Making visiting nurses more cost-effective

Standards can be created, and you can claim to adhere to them, and you may in fact adhere to them. But will things work together as they should when a patient or family member wants to connect with the rest of the Web? Those are the questions agencies need to be asking of vendors and prospects.
Written by Dana Blankenhorn, Inactive

Home health care is growing fast. It's cheaper than a nursing home, it's more personal, more people are growing older, and sick people find it more satisfying.

But the back-office requirements can be hell. Management software for such services represent a big industry. But when you're selling to providers, as HealthCareFirst is, you concentrate first on things like billing and coding, the parts of the software that make money for your customer.

Will Hicklin doesn't look at it that way. He looks at it, instead, from the point of the view of the patient, and the patient's family. That's because his late wife Sandy, who passed away in January, 2008 was on that end of the market, and thus so was he.

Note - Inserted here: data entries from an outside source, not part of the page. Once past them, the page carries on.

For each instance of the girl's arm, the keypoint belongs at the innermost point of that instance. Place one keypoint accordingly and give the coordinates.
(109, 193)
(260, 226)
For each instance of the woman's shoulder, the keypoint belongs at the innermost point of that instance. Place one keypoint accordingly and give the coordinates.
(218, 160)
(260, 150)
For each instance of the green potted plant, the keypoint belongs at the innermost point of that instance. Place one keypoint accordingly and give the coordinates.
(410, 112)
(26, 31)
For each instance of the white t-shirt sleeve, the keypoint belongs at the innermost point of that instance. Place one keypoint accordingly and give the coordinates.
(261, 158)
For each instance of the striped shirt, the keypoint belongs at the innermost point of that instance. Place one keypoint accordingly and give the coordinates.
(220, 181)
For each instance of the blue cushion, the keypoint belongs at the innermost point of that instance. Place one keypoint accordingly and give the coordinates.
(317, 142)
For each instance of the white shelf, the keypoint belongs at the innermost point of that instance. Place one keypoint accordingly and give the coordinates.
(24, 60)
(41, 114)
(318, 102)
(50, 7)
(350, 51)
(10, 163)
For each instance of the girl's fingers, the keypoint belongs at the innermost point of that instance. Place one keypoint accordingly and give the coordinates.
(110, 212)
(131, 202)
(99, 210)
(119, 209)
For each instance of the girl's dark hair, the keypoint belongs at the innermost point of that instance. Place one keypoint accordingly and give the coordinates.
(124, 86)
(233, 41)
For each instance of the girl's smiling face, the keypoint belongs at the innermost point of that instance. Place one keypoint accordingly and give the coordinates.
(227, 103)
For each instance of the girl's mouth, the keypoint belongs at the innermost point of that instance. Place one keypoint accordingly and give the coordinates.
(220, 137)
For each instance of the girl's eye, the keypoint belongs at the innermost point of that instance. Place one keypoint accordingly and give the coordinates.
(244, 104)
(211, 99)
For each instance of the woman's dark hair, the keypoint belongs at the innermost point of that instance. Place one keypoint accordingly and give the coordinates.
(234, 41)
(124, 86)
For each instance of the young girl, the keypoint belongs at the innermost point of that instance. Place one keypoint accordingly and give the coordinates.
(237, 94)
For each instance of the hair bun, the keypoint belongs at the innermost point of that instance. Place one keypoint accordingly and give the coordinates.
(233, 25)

The result is a start-up called Ankota, which is delivering what it calls a three-tier solution of resource optimization, paperless reporting and care management.  He claims he can save providers $1,000 per employee per month. The software was shown at an industry conference in Boston this week.

Sounds good. But integration is the question that must be asked. Integration with hospital systems, with payment networks, and with Personal Health Record (PHR) systems like Google Health and Microsoft HealthVault.

Standards can be created, and you can claim to adhere to them, and you may in fact adhere to them. But will things work together as they should when a patient or family member wants to connect with the rest of the Web?

Those are the questions agencies need to be asking of vendors and prospects. Not just what's in it for me, but what's in it for the people I serve.